No se quejen ni se rían, el título de este artículo me hubiera permitido superar la temida EBAU -la selectividad- en su nueva versión 2024-2025.
Según anunció la ministra del ramo, Pilar Alegría, las faltas de ortografía penalizarán hasta un 10% la nota para el acceso a la universidad. Y digo ‘hasta’ porque semejante esfuerzo se matizará -a la baja- para alumnos con determinadas dificultades. Salvo para aquellas carreras que exigen la máxima puntuación como nota de corte, poco freno es ese.
Me cuesta horrores entender la modernidad académica. Quienes tuvimos la fortuna de ser escolarizados antes de la ESO, fuimos concienciados y debidamente educados para no cometer faltas de ortografía o, al menos, minimizarlas. Obviamente, no hablo de aquellas cuestiones complejas de las que, por ejemplo, trata el Diccionario panhispánico de dudas de la RAE, sino de las puras y simples erratas ortográficas de toda la vida. Es decir, hablamos de escribir correctamente las palabras y ordenarlas en frases inteligibles, haciendo un uso adecuado de los signos de puntuación.
La progresiva flexibilización de la exigencia de corrección en la escritura es dramática y causa desastrosos efectos en cadena. Se comienza por tolerar en Educación Primaria que los alumnos no pongan tildes o usen la hache incorrectamente -por defecto o por exceso- y se termina aprobando la EBAU de un universitario in pectore que ha arrastrado esa falta de exigencia durante toda su vida escolar y siembra sus escritos de desatinos gramaticales.

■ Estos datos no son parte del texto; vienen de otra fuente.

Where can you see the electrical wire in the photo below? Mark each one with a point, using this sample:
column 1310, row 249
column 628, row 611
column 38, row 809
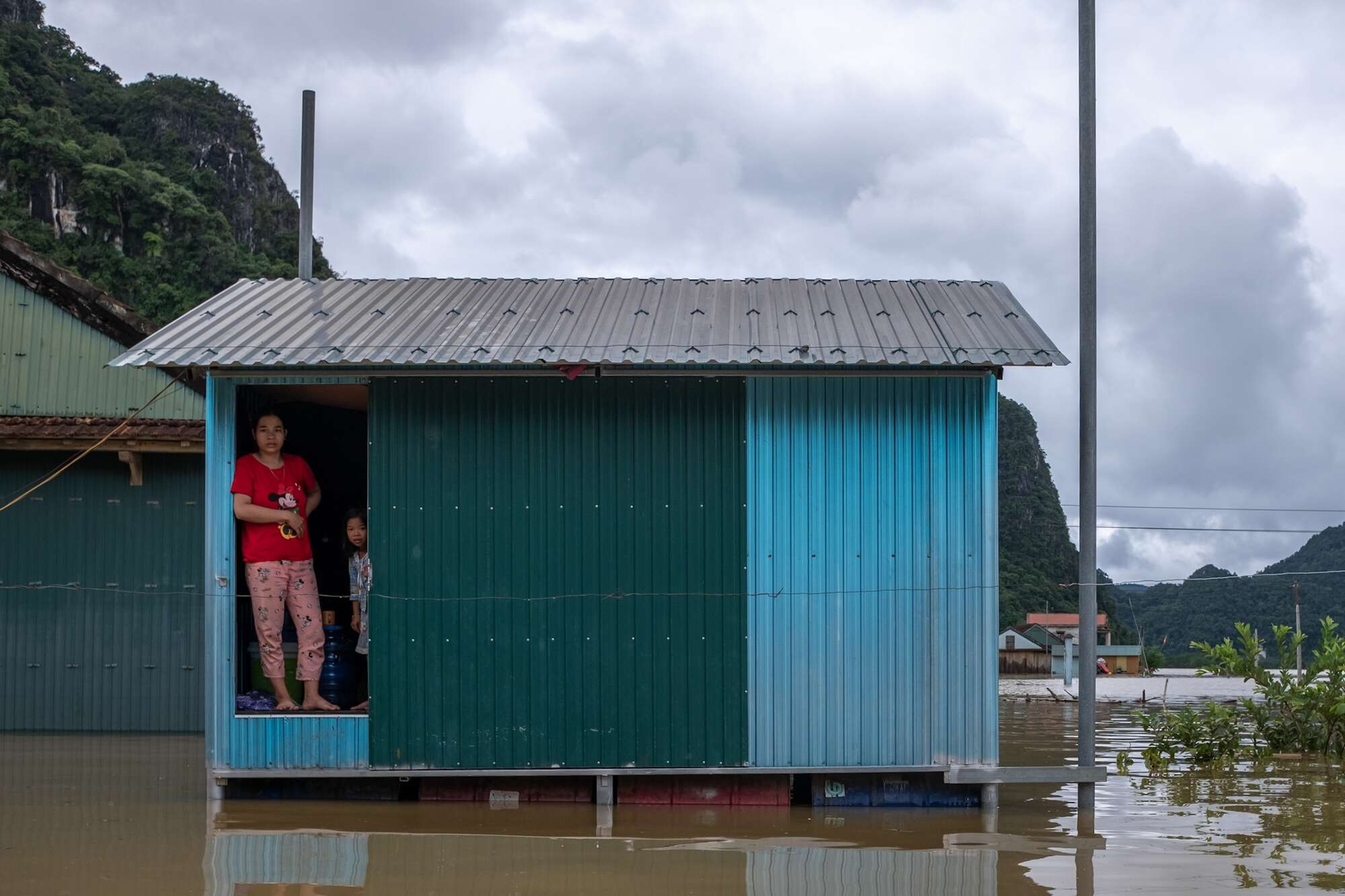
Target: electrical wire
column 1186, row 579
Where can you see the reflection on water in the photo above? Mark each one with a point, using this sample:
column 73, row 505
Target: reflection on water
column 126, row 814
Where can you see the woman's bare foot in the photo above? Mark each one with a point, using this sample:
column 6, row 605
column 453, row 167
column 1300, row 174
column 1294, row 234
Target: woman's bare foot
column 284, row 702
column 319, row 704
column 313, row 700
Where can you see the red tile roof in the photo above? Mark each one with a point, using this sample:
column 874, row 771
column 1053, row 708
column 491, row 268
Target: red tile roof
column 1062, row 619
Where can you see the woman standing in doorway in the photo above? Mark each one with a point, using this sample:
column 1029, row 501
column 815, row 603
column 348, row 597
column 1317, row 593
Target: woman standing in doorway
column 274, row 497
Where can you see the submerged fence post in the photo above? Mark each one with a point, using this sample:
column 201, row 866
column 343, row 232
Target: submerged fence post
column 1087, row 397
column 306, row 190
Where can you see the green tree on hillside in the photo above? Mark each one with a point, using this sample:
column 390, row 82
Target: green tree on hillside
column 155, row 192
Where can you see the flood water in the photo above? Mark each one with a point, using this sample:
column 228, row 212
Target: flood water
column 126, row 814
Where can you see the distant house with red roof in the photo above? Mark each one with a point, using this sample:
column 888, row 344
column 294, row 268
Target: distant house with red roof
column 1067, row 626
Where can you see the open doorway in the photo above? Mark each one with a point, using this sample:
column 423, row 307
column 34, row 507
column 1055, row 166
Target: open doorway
column 328, row 427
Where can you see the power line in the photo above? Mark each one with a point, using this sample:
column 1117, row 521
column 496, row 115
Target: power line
column 1300, row 532
column 79, row 456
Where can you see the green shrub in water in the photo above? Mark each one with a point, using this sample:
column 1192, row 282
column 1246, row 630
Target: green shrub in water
column 1295, row 715
column 1288, row 715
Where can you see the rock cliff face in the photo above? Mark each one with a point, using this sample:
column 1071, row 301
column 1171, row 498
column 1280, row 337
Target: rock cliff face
column 1036, row 551
column 157, row 192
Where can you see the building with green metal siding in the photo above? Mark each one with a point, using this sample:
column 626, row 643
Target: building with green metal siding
column 634, row 526
column 102, row 571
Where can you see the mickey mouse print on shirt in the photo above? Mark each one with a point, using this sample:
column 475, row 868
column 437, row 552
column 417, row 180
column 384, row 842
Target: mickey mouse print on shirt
column 286, row 502
column 286, row 487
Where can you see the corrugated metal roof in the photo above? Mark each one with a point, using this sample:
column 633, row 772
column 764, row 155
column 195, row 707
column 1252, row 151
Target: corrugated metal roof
column 603, row 321
column 1061, row 619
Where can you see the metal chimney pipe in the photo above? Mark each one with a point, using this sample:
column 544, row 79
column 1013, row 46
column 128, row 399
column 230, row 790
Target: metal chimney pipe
column 306, row 192
column 1087, row 396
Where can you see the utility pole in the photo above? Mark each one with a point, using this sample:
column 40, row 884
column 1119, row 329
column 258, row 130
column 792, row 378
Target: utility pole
column 306, row 186
column 1087, row 397
column 1299, row 630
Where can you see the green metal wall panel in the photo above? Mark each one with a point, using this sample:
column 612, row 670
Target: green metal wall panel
column 52, row 364
column 560, row 572
column 102, row 595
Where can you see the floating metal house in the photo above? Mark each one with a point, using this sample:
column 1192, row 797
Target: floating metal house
column 631, row 526
column 100, row 571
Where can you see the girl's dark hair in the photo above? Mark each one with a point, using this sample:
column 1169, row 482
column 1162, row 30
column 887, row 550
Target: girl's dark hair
column 267, row 412
column 354, row 513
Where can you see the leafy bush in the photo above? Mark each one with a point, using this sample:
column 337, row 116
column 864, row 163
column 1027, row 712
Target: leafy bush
column 1296, row 715
column 1288, row 713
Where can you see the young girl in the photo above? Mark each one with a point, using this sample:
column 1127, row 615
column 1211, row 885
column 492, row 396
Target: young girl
column 361, row 576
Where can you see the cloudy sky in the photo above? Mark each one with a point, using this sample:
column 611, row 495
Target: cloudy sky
column 927, row 139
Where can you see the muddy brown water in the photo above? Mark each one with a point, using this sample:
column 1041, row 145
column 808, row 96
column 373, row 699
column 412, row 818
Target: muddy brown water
column 126, row 814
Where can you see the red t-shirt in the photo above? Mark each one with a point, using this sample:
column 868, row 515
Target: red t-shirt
column 284, row 489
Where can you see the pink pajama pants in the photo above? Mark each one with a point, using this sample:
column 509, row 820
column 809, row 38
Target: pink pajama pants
column 276, row 585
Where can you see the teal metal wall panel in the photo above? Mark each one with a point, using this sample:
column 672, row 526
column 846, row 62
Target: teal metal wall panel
column 53, row 364
column 102, row 594
column 560, row 572
column 872, row 571
column 251, row 741
column 792, row 870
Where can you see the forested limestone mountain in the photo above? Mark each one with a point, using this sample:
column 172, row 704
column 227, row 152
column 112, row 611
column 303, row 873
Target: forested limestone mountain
column 1036, row 551
column 1206, row 608
column 157, row 192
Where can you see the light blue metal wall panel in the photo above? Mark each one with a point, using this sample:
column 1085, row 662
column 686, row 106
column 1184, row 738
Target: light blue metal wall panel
column 790, row 870
column 251, row 741
column 872, row 565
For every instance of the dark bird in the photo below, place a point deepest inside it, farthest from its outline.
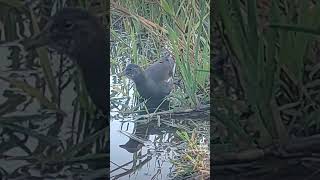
(79, 35)
(154, 83)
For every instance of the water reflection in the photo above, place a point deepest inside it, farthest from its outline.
(142, 148)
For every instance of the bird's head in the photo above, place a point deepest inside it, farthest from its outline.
(71, 31)
(133, 71)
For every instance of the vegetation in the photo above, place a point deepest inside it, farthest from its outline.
(265, 55)
(142, 30)
(36, 107)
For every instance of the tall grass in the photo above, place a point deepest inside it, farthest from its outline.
(180, 26)
(262, 54)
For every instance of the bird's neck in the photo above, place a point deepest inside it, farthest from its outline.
(145, 86)
(94, 68)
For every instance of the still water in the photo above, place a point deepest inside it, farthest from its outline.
(141, 148)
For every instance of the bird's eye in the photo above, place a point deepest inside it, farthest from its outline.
(68, 25)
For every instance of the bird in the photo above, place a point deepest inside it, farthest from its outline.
(154, 83)
(79, 35)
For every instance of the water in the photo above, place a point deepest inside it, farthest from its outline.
(143, 148)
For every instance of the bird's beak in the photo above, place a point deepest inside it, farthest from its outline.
(121, 74)
(38, 40)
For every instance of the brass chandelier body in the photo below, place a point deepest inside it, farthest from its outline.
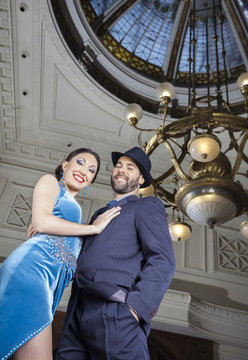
(207, 192)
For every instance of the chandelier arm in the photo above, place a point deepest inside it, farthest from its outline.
(140, 129)
(153, 143)
(175, 161)
(165, 195)
(239, 156)
(171, 170)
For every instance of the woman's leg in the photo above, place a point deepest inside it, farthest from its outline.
(38, 348)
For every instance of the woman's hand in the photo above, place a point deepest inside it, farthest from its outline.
(104, 219)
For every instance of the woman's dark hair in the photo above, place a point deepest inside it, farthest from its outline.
(59, 170)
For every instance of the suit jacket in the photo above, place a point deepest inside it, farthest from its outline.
(135, 252)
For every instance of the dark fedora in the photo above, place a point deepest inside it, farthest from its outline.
(140, 158)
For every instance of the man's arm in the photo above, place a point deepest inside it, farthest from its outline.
(158, 270)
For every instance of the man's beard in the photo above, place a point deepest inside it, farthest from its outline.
(125, 188)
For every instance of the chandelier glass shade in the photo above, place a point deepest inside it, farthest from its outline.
(206, 189)
(179, 231)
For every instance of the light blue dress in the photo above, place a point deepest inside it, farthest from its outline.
(33, 279)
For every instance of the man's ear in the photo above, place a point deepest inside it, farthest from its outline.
(141, 180)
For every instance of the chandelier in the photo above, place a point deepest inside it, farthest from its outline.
(206, 191)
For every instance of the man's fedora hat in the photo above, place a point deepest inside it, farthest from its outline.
(140, 158)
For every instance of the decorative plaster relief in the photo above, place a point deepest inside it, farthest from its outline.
(232, 254)
(17, 202)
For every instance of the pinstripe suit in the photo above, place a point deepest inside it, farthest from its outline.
(134, 253)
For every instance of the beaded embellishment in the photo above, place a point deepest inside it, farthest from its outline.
(59, 247)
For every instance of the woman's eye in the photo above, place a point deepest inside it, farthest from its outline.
(80, 162)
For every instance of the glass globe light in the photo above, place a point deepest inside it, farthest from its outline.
(204, 147)
(165, 89)
(244, 228)
(242, 79)
(148, 191)
(179, 231)
(133, 111)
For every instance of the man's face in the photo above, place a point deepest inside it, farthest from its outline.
(126, 176)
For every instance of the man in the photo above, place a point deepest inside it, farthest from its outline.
(122, 274)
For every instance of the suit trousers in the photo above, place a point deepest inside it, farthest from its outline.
(102, 330)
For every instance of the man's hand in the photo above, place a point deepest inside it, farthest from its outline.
(31, 231)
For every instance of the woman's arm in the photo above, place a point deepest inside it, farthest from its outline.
(44, 197)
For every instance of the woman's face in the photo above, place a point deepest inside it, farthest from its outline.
(79, 172)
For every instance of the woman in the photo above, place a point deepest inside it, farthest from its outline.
(34, 276)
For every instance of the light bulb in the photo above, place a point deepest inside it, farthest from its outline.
(244, 228)
(242, 79)
(179, 231)
(204, 147)
(148, 191)
(133, 111)
(165, 89)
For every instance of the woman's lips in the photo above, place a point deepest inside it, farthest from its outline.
(78, 178)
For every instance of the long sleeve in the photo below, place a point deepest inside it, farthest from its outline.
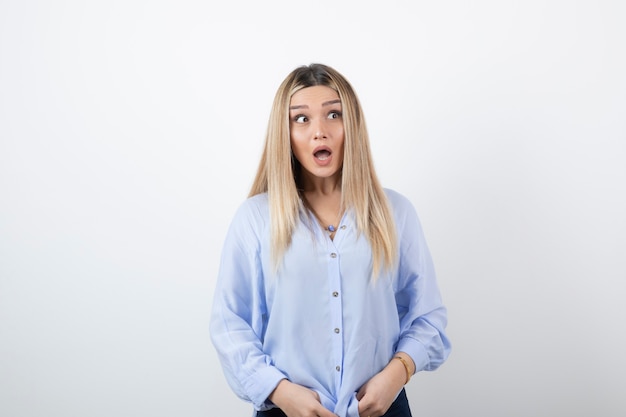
(321, 321)
(423, 317)
(239, 311)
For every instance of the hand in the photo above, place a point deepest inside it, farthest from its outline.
(376, 395)
(298, 401)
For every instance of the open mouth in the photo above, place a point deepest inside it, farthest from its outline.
(322, 154)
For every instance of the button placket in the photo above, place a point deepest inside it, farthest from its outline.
(334, 282)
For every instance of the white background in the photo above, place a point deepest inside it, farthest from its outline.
(130, 131)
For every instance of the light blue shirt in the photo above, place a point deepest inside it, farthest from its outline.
(321, 321)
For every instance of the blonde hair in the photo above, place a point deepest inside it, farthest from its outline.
(361, 190)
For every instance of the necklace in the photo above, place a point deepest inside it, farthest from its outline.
(331, 228)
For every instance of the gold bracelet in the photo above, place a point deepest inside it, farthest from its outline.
(406, 368)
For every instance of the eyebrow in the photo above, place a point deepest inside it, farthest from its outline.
(304, 106)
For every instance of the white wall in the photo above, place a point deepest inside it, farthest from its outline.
(130, 131)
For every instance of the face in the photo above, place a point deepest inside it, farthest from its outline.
(316, 128)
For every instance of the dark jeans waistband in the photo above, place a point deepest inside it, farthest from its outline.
(399, 408)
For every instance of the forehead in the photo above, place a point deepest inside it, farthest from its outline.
(311, 96)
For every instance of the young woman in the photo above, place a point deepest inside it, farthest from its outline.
(326, 302)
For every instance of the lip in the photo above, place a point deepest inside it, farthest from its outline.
(323, 162)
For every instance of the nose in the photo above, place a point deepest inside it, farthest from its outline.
(319, 131)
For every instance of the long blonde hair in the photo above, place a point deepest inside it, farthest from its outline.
(361, 190)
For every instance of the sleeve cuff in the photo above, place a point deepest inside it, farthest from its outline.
(261, 384)
(416, 351)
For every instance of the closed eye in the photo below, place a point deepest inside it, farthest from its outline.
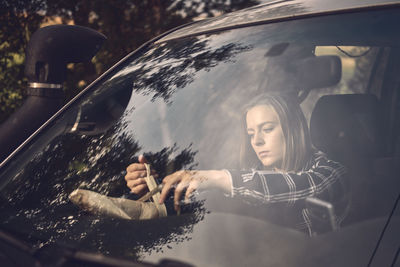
(268, 130)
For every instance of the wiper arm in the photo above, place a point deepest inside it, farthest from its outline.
(15, 242)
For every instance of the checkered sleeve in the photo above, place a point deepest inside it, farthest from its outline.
(272, 187)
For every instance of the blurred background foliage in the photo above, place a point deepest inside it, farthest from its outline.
(126, 23)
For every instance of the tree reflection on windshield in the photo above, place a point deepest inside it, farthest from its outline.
(173, 65)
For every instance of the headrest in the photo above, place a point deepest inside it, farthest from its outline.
(347, 125)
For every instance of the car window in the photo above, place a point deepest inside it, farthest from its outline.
(184, 104)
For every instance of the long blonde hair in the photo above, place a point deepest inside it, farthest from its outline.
(298, 148)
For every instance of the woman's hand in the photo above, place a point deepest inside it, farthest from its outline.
(194, 180)
(135, 177)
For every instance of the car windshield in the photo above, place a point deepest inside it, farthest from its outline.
(324, 89)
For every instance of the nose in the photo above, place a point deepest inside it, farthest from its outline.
(259, 139)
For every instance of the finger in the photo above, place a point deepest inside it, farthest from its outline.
(183, 184)
(136, 167)
(135, 175)
(140, 189)
(142, 159)
(133, 183)
(164, 192)
(191, 188)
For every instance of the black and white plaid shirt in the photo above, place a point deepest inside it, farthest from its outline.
(321, 178)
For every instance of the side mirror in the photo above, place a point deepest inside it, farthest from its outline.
(52, 47)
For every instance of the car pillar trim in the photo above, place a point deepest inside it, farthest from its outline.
(45, 85)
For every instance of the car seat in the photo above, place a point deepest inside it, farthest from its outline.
(349, 129)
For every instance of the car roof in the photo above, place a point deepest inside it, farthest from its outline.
(275, 10)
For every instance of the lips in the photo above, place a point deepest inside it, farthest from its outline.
(263, 154)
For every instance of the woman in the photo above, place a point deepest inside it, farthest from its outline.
(280, 165)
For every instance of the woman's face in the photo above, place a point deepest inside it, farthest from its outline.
(266, 135)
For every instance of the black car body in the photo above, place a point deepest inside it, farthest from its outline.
(177, 100)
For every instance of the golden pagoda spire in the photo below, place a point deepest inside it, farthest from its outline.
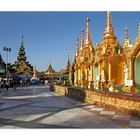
(34, 74)
(88, 38)
(127, 39)
(126, 32)
(77, 45)
(138, 36)
(82, 37)
(139, 28)
(109, 31)
(22, 41)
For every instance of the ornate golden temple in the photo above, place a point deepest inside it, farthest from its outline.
(109, 65)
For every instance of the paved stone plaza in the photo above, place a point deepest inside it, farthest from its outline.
(37, 107)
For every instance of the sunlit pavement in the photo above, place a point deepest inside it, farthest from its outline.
(37, 107)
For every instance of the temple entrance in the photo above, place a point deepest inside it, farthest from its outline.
(96, 75)
(137, 72)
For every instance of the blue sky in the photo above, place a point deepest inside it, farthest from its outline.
(47, 34)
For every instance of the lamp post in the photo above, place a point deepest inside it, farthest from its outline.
(6, 50)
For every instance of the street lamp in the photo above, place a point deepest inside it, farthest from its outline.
(6, 50)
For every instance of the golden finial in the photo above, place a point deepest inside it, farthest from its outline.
(126, 31)
(109, 27)
(82, 37)
(139, 28)
(77, 43)
(88, 40)
(22, 40)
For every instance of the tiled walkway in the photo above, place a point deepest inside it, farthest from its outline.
(36, 107)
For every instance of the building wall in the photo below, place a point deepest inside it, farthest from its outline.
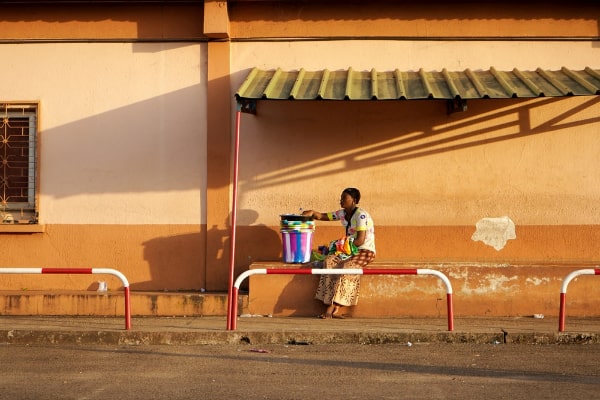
(136, 120)
(122, 161)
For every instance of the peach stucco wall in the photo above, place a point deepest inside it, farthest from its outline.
(122, 129)
(136, 116)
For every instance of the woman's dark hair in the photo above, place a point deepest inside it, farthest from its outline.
(354, 193)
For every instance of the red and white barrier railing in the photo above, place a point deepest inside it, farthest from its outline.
(563, 292)
(232, 311)
(84, 271)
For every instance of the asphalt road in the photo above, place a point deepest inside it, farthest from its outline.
(417, 371)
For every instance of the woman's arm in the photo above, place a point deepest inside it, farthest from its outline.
(316, 215)
(360, 238)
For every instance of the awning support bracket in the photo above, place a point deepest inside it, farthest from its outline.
(247, 106)
(456, 105)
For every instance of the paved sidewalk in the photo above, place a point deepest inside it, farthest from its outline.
(293, 330)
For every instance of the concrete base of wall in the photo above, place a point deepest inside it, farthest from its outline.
(113, 303)
(478, 290)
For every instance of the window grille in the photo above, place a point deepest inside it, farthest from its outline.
(18, 163)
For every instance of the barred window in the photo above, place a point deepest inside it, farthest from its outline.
(18, 163)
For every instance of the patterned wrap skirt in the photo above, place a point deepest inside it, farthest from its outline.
(342, 289)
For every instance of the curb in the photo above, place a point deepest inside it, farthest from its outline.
(118, 338)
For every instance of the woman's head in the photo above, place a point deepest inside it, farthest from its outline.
(354, 193)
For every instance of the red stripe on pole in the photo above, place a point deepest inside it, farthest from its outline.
(66, 270)
(450, 309)
(234, 302)
(384, 271)
(295, 271)
(127, 309)
(561, 313)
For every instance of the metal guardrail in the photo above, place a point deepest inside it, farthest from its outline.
(232, 316)
(80, 271)
(563, 292)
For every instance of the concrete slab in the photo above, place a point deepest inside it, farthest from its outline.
(293, 331)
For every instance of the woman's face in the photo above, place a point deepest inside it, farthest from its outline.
(346, 201)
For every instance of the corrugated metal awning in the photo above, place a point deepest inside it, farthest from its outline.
(409, 85)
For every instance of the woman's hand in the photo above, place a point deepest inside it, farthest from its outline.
(360, 238)
(312, 213)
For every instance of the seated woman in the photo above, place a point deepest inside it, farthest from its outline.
(337, 291)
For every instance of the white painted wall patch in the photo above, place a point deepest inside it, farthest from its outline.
(494, 232)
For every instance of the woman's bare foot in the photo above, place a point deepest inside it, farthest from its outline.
(336, 312)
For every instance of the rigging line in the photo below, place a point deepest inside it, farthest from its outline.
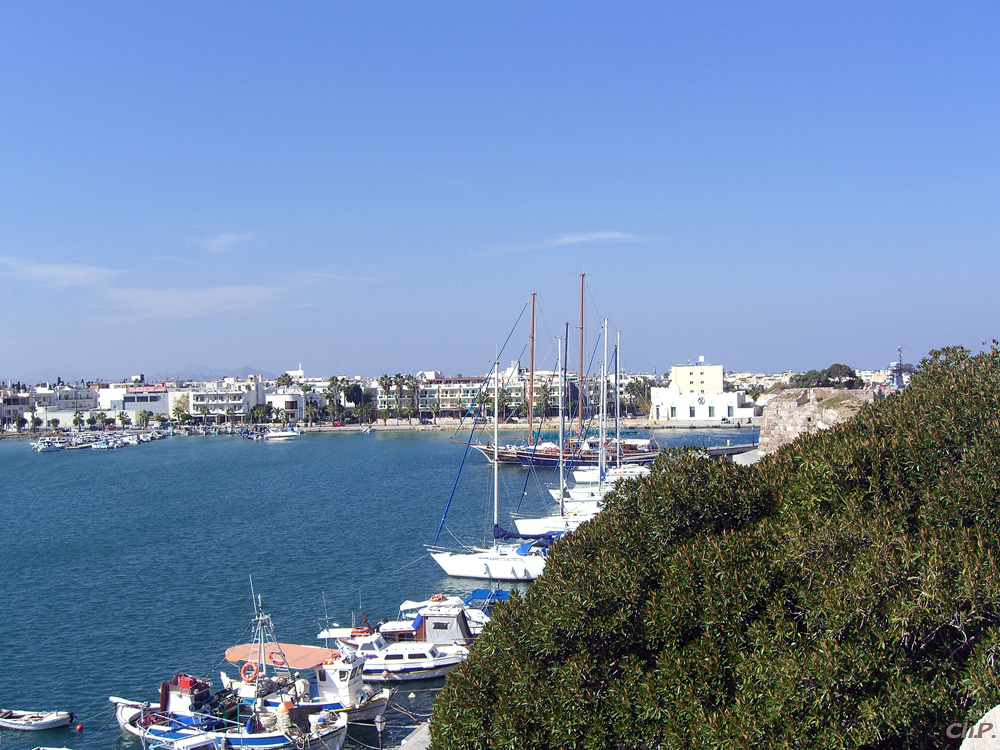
(454, 486)
(468, 444)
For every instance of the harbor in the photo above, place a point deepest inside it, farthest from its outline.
(129, 566)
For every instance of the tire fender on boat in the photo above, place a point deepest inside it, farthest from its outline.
(248, 672)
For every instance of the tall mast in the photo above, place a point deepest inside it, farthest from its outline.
(579, 400)
(531, 382)
(602, 459)
(496, 449)
(564, 342)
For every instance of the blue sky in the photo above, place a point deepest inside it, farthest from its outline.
(379, 187)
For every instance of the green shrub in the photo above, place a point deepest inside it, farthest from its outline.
(841, 593)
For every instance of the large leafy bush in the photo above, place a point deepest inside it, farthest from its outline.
(841, 593)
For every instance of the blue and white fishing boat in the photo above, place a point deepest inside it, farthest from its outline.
(34, 721)
(189, 713)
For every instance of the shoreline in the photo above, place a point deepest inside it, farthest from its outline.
(394, 426)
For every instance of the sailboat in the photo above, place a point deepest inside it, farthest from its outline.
(502, 561)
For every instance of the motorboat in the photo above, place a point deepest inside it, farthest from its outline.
(285, 435)
(49, 444)
(401, 661)
(34, 721)
(440, 619)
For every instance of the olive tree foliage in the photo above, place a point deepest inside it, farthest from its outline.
(844, 592)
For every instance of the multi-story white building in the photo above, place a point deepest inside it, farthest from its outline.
(696, 394)
(699, 378)
(226, 399)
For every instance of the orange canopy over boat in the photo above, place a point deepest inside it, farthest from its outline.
(288, 655)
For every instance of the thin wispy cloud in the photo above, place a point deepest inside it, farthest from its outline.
(186, 304)
(58, 275)
(226, 242)
(580, 238)
(175, 259)
(325, 278)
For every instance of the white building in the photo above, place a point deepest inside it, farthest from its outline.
(290, 401)
(696, 394)
(226, 399)
(670, 405)
(699, 378)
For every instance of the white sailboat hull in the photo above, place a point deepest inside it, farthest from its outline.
(566, 522)
(500, 564)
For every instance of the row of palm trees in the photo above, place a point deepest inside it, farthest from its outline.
(341, 391)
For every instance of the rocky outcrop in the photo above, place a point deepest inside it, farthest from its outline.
(795, 411)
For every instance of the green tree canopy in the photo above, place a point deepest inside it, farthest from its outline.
(843, 592)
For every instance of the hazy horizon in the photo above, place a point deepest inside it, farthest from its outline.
(379, 188)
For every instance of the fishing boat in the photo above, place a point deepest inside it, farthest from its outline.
(189, 714)
(336, 682)
(49, 444)
(34, 721)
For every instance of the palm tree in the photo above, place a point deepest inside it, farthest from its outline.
(332, 395)
(413, 386)
(181, 406)
(399, 381)
(504, 402)
(385, 383)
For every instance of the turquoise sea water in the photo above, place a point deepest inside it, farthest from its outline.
(119, 568)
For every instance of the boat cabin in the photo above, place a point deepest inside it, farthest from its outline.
(444, 620)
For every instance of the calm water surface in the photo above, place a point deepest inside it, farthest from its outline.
(119, 568)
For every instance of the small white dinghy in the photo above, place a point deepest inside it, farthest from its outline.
(34, 721)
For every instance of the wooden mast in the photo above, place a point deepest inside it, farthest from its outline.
(579, 399)
(531, 382)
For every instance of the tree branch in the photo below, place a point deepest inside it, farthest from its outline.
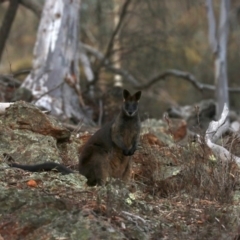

A lo peor, nuestro estudiante superior termina siendo el profesor de lengua de nuestros hijos.
Y les aseguro que esta situación no es fantasiosa o excepcional, sino bien palpable. Excuso ponerles ejemplos, porque son desmoralizadores.
Tanta sobreprotección y el abandono -se diga lo que se diga- de la cultura del esfuerzo atonta a las nuevas generaciones y las expone a la manipulación.
No queremos traumatizar al nene, la nena o el nini haciéndole repetir cien veces una palabra que ha escrito mal, pero consentimos que culmine su período de formación integral sin saber redactar un texto con mínima propiedad. Y quien no sabe escribir, tampoco sabrá leer. Y quien no sabe leer, está sujeto a que otros le interpreten la realidad. La ortografía no es, pues, un fin en sí misma, sino un indicador de la calidad educativa recibida y asimilada.
Muchos jóvenes no leen. No lo hacen jamás. Su contacto con el mundo exterior y de las ideas se reduce a las redes sociales y a la basura que las inunda. De modo que no es de extrañar que la pobreza léxica sea la regla general, con sus ‘bro’, sus ‘en plan’ y sus ‘pec’.
Y este factor contribuye a ensanchar las diferencias sociales, porque la igualdad de oportunidades es una quimera cuando la calidad de tu educación depende casi exclusivamente de la de tus padres o de su capacidad económica.
Puede que consigamos, rebajando el nivel de exigencia, que todo el mundo obtenga el mismo título académico, pero así no acabaremos con el abismo de calidad educativa entre unos y otros titulados. Al contrario, será cada vez mayor.